Um deputado: — Carroças são de lixo.
O orador: — E bem pode ser que seja lixo o que vai nelas… Por entre estas soberbas carroças, Sr. presidente, vejo eu passar mal arrimados às paredes, e temerosos de serem esmagados, uns homens de aspecto melancólico, e mal entrajados. Nestes cuido eu ver D. João de Castro, que empenhou as barbas, e tem duas árvores em Sintra; Duarte Pacheco, que vai entrar no hospital; e Luís de Camões, que vem de comer as sopas dos frades de S. Domingos. Cada época tem centenares destas ilustres vítimas.
Um deputado: — Vê coisas magníficas!
O orador: — E também vejo o dedo do profeta escrevendo na parede o lema daquele devasso festim… (Pausa. O orador conserva o braço em postura escultural, apontando à parede. O presidente acorda estremunhado, com a risada do ministro da Fazenda.) O que eu vejo?

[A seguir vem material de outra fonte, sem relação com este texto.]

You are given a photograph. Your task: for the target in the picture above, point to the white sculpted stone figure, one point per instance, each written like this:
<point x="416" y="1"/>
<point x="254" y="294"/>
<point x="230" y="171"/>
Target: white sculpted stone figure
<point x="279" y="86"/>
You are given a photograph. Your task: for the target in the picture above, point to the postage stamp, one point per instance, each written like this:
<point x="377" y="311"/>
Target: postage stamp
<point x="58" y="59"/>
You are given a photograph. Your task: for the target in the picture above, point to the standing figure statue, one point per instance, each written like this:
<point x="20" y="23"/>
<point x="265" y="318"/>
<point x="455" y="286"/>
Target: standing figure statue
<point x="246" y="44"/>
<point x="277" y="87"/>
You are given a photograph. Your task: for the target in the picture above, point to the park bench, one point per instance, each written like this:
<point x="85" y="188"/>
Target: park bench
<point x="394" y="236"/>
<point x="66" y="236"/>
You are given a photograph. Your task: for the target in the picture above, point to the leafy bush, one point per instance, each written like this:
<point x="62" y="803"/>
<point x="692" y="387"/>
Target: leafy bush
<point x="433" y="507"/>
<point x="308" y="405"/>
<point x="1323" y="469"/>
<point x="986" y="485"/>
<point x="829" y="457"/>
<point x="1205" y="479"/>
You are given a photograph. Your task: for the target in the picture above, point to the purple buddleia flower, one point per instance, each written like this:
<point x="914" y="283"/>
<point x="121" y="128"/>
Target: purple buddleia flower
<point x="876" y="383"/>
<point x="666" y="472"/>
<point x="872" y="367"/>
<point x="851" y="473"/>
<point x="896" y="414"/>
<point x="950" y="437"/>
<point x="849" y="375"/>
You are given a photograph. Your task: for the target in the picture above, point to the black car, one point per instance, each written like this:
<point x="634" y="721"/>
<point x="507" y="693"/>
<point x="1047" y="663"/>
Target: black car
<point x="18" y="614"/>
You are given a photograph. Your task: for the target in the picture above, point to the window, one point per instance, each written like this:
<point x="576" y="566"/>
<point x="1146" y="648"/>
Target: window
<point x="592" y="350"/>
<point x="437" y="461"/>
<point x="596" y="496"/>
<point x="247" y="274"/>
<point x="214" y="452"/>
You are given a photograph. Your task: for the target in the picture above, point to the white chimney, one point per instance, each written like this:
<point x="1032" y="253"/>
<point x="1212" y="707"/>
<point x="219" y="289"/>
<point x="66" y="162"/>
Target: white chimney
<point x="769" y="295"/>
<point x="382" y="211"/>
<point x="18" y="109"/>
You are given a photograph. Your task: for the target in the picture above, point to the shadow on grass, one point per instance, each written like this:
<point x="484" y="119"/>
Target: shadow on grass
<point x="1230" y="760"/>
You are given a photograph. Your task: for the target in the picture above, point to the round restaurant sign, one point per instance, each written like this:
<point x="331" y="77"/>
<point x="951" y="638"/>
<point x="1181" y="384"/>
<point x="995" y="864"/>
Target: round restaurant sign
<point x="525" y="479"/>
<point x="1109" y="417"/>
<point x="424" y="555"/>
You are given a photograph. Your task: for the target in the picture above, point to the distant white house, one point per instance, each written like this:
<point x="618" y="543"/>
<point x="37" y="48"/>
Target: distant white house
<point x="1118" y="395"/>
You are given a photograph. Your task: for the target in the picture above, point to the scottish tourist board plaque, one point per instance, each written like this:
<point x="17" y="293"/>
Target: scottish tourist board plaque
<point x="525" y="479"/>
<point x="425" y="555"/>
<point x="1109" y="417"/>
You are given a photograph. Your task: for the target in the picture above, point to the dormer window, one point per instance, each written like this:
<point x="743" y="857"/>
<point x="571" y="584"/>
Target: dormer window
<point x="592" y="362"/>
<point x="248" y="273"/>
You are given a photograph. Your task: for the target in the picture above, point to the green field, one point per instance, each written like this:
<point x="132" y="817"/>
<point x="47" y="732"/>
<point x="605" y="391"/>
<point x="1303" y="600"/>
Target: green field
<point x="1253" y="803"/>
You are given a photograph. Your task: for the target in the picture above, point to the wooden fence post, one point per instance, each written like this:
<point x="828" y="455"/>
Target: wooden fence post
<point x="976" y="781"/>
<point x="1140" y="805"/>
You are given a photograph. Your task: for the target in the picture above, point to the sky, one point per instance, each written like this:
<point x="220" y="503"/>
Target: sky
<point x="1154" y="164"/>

Quer o ilustre deputado saber o que eu vejo? É a indústria agrícola de Portugal devorada pelas fábricas do estrangeiro; é o braço do artífice nacional alugado à escravidão do Brasil, porque a Pátria não lhe dá fábricas; é o funcionário público prevaricado, corrupto e ladrão, porque os ordenados lhe não abastam ao luxo em que se desbarata; é o julgador dos vícios e crimes sociais transigindo com os criminosos ricos, para poder correr parelhas com eles em regalias; é a mulher de baixa condição prostituída, para poder realçar pelos ornatos sua beleza; é a aluvião de homens inábeis, que rompe contra os reposteiros das secretarias pedindo empregos, e conjurando nas revoluções, se lhos não dão.